Sunday, August 05, 2007

Thursday, August 02, 2007

The Minnesota bridge collapse is terrible

.. but there's something more terrible still than dozens of automobiles under water and concrete and rebar, still holding their drivers and passengers.



And that is, that it's going to happen again. And again. And soon.

The Bush tax cuts for the wealthy -- while the country is at war -- has forced the underfunding of the maintenance of America's infrastructure. Just as the Army Corps of Engineers couldn't spend the money in New Orleans to fix the problems with the levees that they knew existed long before Katrina ever came ashore, the DOT likely knew there were problems with that bridge, but the money wasn't there to fix it. Now how do I know this?

Well, because The Onion has a rather prescient --and now cruel -- parody of it, from two years ago.

Minnesota Gov. Tim Pawlenty (yes, he's a Republican) recently vetoed a nickel-a-gallon increase in the gasoline tax in his state. The funds were earmarked for road maintenance. It wouldn't have saved the 35W bridge or all those people who were killed or injured yesterday, but I bet he's feeling a little sick to his stomach anyway, and not just for the Minnesotans whose lives were lost.

Truthfully this isn't all Pawlenty's or even Dubya's fault, though the worst is yet to come. This mantra of more and more tax cuts goes all the way back to Reagan, and thus the neglect reaches back to the '80's. PBS recently detailed America's crumbling infrastructure, but "nobody could have predicted" anything like this, could they? Rational thought says you don't sacrifice a city, you don't sit by while people suffer, you don't worry about bridges collapsing in the USA -- all in the name of tax breaks. Doesn't it?

Forget about a terrorist attack; how bad do you think it will it be the next time an underground steam pipe first installed in 1924 explodes, or a bridge collapses, or a hurricane or an earthquake hits?

How slow, will we learn, is the FEMA response this time?

How many more people are going to have to die for this tax-cuts-at-all-cost mindset to change?

TIME lists the reasons Bush won't can Gonzo

And I hate to admit how right they are (again my bold emphasis):

1. Gonzales is all that stands between the White House and special prosecutors. As dicey as things are for Bush right now, his advisers know that they could get much worse.
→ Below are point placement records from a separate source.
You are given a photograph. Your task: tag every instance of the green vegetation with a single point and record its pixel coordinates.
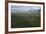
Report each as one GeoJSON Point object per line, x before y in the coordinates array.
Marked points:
{"type": "Point", "coordinates": [20, 20]}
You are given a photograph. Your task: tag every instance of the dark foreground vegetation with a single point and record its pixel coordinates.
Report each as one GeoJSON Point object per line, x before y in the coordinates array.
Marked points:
{"type": "Point", "coordinates": [19, 20]}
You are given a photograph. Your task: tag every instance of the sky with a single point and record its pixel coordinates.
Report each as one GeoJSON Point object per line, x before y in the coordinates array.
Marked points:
{"type": "Point", "coordinates": [23, 8]}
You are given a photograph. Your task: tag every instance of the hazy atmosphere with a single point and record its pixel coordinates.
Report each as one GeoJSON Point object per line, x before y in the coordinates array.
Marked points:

In private, Democrats say that if Gonzales did step down, his replacement would be required to agree to an independent investigation of Gonzales' tenure in order to be confirmed by the Senate...

2 ... Over the past six months, more than half a dozen top political appointees have left the department amid scandal. The unprecedented coziness that once existed between the Justice Department and the White House now remains solely in the person of Gonzales.

3. If Gonzales goes, the White House fears that other losses will follow. Top Bush advisers argue that Democrats are after scalps and would not stop at Gonzales. Congressional judiciary committees have already subpoenaed Harriet Miers and Karl Rove in the firings of U.S. Attorneys last year. Republicans are loath to hand Democrats some high-profile casualties to use in the 2008 campaign. Stonewalling, they believe, is their best way to avoid another election focused on corruption issues.

4. Nobody at the White House wants the legal bills and headaches that come with being a target of investigations. In backing Gonzales, Bush is influenced by advisers whose future depends on the survival of their political bodyguard. Gonzales remains the last line of defense protecting Bush, Rove and other top White House officials from the personal consequences of litigation. A high-profile probe would hobble the White House politically, and could mean sky-high legal bills and turmoil for Bush's closest aides.


Alberto Gonzales as human shield for all the other criminals in the Bush administration. Wonder how he likes being that?

But that's not the real question I care about. Nor do I give a damn for the political hay to be made by the Democrats in the Senate and the House and the ones who are running for president in 2008.

The real mystery to me here is: how high a price could a person command for that depth of fealty? How many plum consulting positions, how many corporate board appointments, how much for a tell-all memoir that wasn't, really?

How many millions of dollars is loyalty like that worth?